FOURIER TRANSPORTER: BI-EQUIVARIANT ROBOTIC MANIPULATION IN 3D

FOURTRAN leverages SE(d) × SE(d) symmetry for efficient robotic manipulation in 3D environments.

ABSTRACT: Proposed Fourier Transporter (FOURTRAN) for pick-place tasks in robotics. Achieves high sample efficiency using SE(d) symmetry. Utilizes fiber space Fourier transformation for memory-efficient computation. INTRODUCTION: Imitation learning in SE(3) crucial for robotic manipulation. Sample efficiency key due to complex tasks in 3D environments. ACTION-CENTRIC MANIPULATION: Vision-based policies struggle with deformable objects. Action-centric manipulation efficient for dense output maps. SYMMETRIES AND ROBOT LEARNING: Translational equivariance improves learning efficiency. Equivariant networks enhance sample efficiency. METHOD: PROBLEM STATEMENT: Behavior cloning for pick-and-place tasks with expert demonstrations. SE(d)-EQUIVARIANT PICK: Pick network encodes pick pose distribution over SE(d). SE(d) × SE(d)-EQUIVARIANT PLACE: Place network infers place action conditioned on pick action. SAMPLING ROTATIONS IN A COARSE-FINE FASHION: Coarse-to-fine sampling method to improve memory efficiency and performance.

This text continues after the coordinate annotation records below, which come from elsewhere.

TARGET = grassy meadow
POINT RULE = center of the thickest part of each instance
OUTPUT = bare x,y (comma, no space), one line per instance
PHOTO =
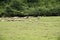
32,28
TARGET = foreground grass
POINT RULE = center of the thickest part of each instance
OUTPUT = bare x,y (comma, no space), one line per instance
40,28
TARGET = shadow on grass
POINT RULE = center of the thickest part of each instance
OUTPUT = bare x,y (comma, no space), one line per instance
58,38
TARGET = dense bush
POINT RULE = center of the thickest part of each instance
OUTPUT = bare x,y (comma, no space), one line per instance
10,8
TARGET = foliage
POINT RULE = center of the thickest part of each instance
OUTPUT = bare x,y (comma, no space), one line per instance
29,8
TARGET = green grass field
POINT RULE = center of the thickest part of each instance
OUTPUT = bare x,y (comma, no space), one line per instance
34,28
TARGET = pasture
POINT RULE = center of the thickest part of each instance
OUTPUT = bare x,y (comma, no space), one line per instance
33,28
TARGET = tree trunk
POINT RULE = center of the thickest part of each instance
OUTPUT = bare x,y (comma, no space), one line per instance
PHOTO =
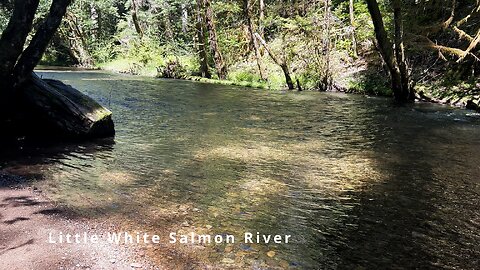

EXPERIMENTS: MODEL ARCHITECTURE DETAILS: Residual networks used with U-net backbone for fpick and fplace. 3D PICK-PLACE: FOURTRAN outperforms baselines on RLbench tasks with high sample efficiency. 2D PICK-PLACE: FOURTRAN achieves higher success rates than baselines on Ravens Benchmark tasks. CONCLUSION: FOURTRAN demonstrates significant improvements in sample efficiency and success rate.

Tests on RLbench benchmark achieve state-of-the-art results across various tasks. FOURTRAN outperforms baselines by a margin of between six percent (STACK-WINE) and two-hundred percent (STACK-CUPS).